Or, il est vain de penser que l’un ou l’autre des diplômes prépare directement et efficacement à œuvrer dans un secteur déterminé. Ces diplômes d’État sont des labels de qualité qui doivent être complétés. Actuellement cette spécialisation s’acquiert par la pratique alors que le travailleur social est déjà professionnel.
Il apparaît aussi que la préparation des travailleurs sociaux ne doit pas seulement être une préparation à un travail avec d’autres travailleurs sociaux, qu*ils soient éducateurs, assistants de service social, animateurs socio-culturels, ou autres…
Le travailleur social doit être apte à entrer dans des équipes qui pensent l’action sociale dans sa globalité : ils doivent donc être en mesure de travailler avec des administrateurs, des urbanistes, des architectes de façon ä ce que l’aménagement de l’environnement futur tienne compte de la réalité sociale que seuls connaissent ceux qui la côtoient journellement.
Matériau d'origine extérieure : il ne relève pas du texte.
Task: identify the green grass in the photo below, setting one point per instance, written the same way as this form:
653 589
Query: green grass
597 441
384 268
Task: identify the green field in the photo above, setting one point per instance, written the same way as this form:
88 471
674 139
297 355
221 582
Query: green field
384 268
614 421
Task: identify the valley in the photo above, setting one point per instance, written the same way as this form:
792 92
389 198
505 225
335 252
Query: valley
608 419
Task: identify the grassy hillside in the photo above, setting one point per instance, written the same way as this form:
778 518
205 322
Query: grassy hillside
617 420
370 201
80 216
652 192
De tout cela, il faudrait tirer les conséquences pratiques et faire en sorte que les Instituts Régionaux ne soient pas des regroupement géographiques, mais soient l’avènement d’un nouveau mode de penser et d’agir en matière sociale.
Il s’agit de créer à une échéance dont le terme ne doit pas être trop éloigné un diplôme unique de travailleur social qui éviterait le morcellement actuel et la diversification des diplômes, Par contre, la spécificité doit intervenir pour une préparation à l’engagement professionnel par un système d’option dès la 3ème année, et surtout dans le cadre de la formation permanente pour préparer un changement de secteur de travail.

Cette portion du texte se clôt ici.